This week, rental site Rent Cafe released its 2019 mid-year rent report for the Bay Area, tallying activity in 260 cities, including 44 in the Bay Area. The results are exhausting: In the entire region, only one city, Alameda, has seen its median rent drop since January (by $85, down to $2,513).
Rent Cafe’s data, which represents all apartment sizes and comes by way of Santa Barbara-based analysts Yardi Matrix, holds that SF’s median median market rent is $3,697 per month in June of this year.
That’s well more than double the site’s reported national average of $1,465. But you don’t have to travel very far from San Francisco to run into worse news: Menlo Park, home of Facebook, has the highest rents in the region, averaging $4,638 per month.
Palo Alto also beat out SF with a startling $3,857 per month price tag. The cheapest rents in the Bay Area, on the other hand, are in Vallejo, which at $1,773 per month is close to the nationwide median.
It’s worth noting that Rent Cafe does not list very many homes in these cities; right now the site hosts 27 Menlo Park homes, and only 32 in Palo Alto, making for small and potentially volatile sample sizes.
But both of those Silicon Valley cities also have more expensive median rents listed with the U.S. Census.
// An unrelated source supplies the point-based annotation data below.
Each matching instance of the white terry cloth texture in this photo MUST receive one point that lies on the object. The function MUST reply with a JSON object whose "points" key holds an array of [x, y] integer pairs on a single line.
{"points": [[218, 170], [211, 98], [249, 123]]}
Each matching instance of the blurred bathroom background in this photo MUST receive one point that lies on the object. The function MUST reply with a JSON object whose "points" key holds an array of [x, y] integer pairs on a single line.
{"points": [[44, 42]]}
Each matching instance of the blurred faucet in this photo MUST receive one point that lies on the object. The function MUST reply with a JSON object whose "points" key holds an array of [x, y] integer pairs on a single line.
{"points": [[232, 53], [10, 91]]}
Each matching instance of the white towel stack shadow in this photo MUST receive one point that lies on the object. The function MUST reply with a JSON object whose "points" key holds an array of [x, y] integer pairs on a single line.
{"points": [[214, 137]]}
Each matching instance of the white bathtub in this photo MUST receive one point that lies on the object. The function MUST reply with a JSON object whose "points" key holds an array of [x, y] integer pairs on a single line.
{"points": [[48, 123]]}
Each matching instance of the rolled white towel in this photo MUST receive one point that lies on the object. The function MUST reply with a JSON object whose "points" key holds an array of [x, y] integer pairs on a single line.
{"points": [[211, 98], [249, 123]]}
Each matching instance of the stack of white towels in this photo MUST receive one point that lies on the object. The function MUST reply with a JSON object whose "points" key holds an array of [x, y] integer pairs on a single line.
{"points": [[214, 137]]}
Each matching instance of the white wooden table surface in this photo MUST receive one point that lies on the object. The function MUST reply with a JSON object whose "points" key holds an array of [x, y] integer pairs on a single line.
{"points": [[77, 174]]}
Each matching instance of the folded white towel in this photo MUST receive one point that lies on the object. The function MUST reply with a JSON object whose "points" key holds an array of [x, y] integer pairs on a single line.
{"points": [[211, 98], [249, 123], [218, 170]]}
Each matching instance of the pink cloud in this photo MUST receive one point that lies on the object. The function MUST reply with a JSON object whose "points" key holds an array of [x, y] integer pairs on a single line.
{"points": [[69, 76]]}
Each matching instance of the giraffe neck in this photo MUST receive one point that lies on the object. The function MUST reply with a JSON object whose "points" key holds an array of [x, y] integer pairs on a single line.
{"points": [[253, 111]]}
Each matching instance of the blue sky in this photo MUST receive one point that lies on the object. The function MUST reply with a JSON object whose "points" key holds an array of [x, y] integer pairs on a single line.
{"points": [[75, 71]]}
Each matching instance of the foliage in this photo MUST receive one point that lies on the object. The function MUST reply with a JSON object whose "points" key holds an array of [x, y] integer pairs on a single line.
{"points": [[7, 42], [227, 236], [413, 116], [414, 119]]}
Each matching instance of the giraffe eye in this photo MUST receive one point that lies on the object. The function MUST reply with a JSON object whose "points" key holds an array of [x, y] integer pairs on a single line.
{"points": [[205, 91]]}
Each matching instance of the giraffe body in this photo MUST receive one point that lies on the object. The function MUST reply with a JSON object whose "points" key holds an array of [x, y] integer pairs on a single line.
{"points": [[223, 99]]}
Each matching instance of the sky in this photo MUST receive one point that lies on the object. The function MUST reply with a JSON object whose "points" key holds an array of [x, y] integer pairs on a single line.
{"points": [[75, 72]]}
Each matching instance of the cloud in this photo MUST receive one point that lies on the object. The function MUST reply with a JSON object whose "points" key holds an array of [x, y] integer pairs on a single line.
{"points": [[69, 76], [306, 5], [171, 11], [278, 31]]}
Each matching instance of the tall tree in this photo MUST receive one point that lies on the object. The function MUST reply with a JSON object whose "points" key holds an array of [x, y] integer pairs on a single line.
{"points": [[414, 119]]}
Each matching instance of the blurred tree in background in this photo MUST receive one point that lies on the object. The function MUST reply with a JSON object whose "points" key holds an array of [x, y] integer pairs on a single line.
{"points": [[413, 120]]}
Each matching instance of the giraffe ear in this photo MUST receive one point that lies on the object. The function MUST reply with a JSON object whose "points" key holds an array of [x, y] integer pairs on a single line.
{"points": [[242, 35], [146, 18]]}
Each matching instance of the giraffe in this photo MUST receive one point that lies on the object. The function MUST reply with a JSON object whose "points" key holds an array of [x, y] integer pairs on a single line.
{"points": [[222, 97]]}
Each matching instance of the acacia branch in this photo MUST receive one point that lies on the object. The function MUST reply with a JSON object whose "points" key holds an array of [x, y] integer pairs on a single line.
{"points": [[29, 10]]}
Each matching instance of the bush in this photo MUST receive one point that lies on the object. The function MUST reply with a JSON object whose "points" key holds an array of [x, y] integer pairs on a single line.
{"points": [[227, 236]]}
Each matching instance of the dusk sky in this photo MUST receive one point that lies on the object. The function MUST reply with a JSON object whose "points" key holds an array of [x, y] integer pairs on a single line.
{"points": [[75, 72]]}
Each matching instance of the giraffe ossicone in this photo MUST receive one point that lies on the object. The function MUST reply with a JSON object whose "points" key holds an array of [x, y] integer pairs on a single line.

In fact, here’s how all 44 of the cited cities compared to one another in gross median rents for 2017 (still the most recent year for which the census has data this particular statistic):
- Cupertino: $2,829
- Foster City: $2,763
- Palo Alto: $2,379
- Dublin: $2,353
- San Ramon: $2,152
- Sunnyvale: $2,147
- Pleasanton: $2,140
- Menlo Park: $2,111
- Pacifica: $2,110
- Mountain View: $2,103
- Milpitas: $2,099
- Santa Clara: $2,096
- San Mateo: $2,041
- Emeryville: $2,038
- Fremont: $2,028
- San Bruno: $1,999
- Larkspur: $1,987
- Redwood City: $1,956
- Campbell: $1,923
- Daly City: $1,899
- Union City: $1,883
- Pleasant Hill: $1,856
- San Jose: $1,822
- Walnut Creek: $1,803
- Livermore: $1,768
- San Rafael: $1,718
- San Francisco: $1,709
- Petaluma: $1,667
- Martinez: $1,626
- Alameda: $1,607
- Hayward: $1,562
- Antioch: $1,562
- Napa: $1,546
- Rohnert Park: $1,539
- Berkeley: $1,523
- Pittsburg: $1,517
- Vacaville: $1,470
- Concord: $1,459
- Fairfield: $1,445
- Santa Rosa: $1,432
- San Leandro: $1,392
- Richmond: $1,329
- Vallejo: $1,301
- Oakland: $1,255
Surprisingly, San Francisco was well below the median of medians in the entire region two years ago. Of course, there’s a big difference between the city’s actual median rent (as seen in the census) and its market median rent (as seen on sites like Rent Cafe).
Even so, the takeaway here is that it’s not implausible that a city like Menlo Park may turn out to be the Bay Area’s priciest renter locale.
As for why San Francisco’s actual rents are low compared to its neighbors and its own market rent prices? It’s hard to say, but it is worth noting that SF is one of only 15 cities in California with rent control—and according to the SF Planning Department, that covers well over half of SF renters.